Allowed labels are the low-cardinality contract values: system, status, reason, operation, provider, model, streaming, event, phase, policy, tool, error_type, and token_type.
The metrics layer rejects labels outside that set. It never exports ID-class labels such as entity, tool-call, request, correlation, trace, session, checkpoint, node, branch, or message identifiers. It also does not export world names, raw topics, prompts, responses, tool arguments/results, raw exception strings, artifact paths, API keys, or tokens.
Label values are sanitized to bounded strings.
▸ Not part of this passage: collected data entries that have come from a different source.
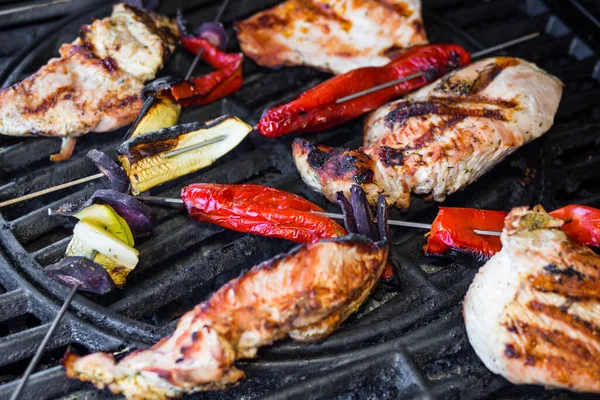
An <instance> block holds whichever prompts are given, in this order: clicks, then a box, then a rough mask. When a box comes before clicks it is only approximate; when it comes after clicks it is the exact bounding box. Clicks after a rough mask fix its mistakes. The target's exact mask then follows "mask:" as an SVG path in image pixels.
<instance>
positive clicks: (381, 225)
mask: <svg viewBox="0 0 600 400" xmlns="http://www.w3.org/2000/svg"><path fill="white" fill-rule="evenodd" d="M388 220H389V212H388V208H387V203H386V201H385V196H384V195H382V194H380V195H379V198H378V199H377V231H378V232H379V240H386V239H387V240H389V238H391V235H390V225H389V224H388Z"/></svg>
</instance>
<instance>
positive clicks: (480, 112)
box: [293, 57, 562, 208]
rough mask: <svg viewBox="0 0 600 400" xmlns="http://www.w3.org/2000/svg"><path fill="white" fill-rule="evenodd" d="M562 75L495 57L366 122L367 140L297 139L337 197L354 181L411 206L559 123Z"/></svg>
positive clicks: (321, 179) (462, 70)
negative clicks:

Empty values, very long values, whitespace-bearing values, path-like values, and quoted values fall back to unknown rather than becoming high-cardinality labels.
Metrics are recorded from explicit event-bus events rather than log scraping:
- Runner/system lifecycle events feed run, tick, system, terminal, and active-entity metrics.
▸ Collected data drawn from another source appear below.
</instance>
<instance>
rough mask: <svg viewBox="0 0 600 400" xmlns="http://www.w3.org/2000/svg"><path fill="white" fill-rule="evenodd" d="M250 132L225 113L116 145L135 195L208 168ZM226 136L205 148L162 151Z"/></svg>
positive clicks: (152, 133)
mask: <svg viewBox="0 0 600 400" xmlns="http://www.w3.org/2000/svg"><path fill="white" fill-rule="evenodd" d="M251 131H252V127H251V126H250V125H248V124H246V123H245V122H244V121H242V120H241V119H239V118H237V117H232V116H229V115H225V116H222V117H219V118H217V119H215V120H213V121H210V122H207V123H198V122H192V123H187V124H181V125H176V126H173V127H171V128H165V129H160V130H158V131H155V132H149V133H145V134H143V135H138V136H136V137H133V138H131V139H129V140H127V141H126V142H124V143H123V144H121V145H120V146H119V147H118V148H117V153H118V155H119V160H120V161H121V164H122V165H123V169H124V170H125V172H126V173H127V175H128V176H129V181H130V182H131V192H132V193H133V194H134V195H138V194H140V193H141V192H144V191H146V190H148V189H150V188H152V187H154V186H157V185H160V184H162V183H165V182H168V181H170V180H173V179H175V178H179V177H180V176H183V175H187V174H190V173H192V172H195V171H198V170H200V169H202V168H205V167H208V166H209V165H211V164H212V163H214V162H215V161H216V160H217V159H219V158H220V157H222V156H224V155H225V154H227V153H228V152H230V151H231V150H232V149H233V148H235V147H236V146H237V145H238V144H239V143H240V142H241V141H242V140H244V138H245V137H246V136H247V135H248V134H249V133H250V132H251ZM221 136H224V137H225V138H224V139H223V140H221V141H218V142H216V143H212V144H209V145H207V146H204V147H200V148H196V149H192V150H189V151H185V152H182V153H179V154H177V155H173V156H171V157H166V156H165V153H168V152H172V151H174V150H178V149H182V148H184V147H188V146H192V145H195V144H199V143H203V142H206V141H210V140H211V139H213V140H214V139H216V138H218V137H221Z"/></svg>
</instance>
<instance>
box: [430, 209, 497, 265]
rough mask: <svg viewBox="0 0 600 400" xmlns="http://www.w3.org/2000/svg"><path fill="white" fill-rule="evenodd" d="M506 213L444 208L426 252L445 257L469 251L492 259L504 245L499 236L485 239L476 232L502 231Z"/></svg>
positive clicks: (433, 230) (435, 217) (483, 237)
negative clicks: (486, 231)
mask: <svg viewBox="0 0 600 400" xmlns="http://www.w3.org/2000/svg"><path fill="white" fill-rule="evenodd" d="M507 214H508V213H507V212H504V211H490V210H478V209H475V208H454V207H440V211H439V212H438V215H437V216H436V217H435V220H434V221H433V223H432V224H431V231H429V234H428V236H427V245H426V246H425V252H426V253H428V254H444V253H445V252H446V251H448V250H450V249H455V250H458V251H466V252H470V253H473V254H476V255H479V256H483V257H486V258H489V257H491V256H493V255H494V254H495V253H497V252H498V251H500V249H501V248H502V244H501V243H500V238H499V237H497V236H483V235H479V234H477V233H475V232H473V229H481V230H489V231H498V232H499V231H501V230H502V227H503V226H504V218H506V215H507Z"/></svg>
- LLM invocation, retry, and stream events feed model, token, retry, and stream metrics.
- Tool execution and approval events feed tool counters and durations.
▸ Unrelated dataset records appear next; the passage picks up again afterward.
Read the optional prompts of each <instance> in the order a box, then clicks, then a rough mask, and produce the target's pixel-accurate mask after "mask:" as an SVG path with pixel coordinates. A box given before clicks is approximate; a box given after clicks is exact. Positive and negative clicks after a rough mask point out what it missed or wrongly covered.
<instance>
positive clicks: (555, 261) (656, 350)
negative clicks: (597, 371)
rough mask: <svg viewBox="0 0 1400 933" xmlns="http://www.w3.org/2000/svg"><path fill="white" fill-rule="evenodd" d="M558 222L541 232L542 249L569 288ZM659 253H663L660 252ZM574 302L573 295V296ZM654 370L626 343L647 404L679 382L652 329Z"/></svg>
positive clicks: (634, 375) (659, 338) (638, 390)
- Delegation, message-bus, checkpoint, compaction, MCTS, plan-step, and tool-result cache events feed runtime-control metrics.
The live smoke test is optional and environment-gated. It skips cleanly without LLM_API_KEY and uses only environment variables for live configuration:
LLM_API_KEY="$LLM_API_KEY" \
LLM_BASE_URL=https://dashscope.aliyuncs.com/compatible-mode/v1 \
LLM_MODEL=qwen3.5-flash \
LLM_API_FORMAT=openai_chat_completions \
uv run pytest tests/live/test_prometheus_metrics_live.py -vSupported LLM_API_FORMAT values are openai_chat_completions, openai_responses, and anthropic_messages; existing shorthand values openai, chat, responses, and anthropic are accepted by the live test helper.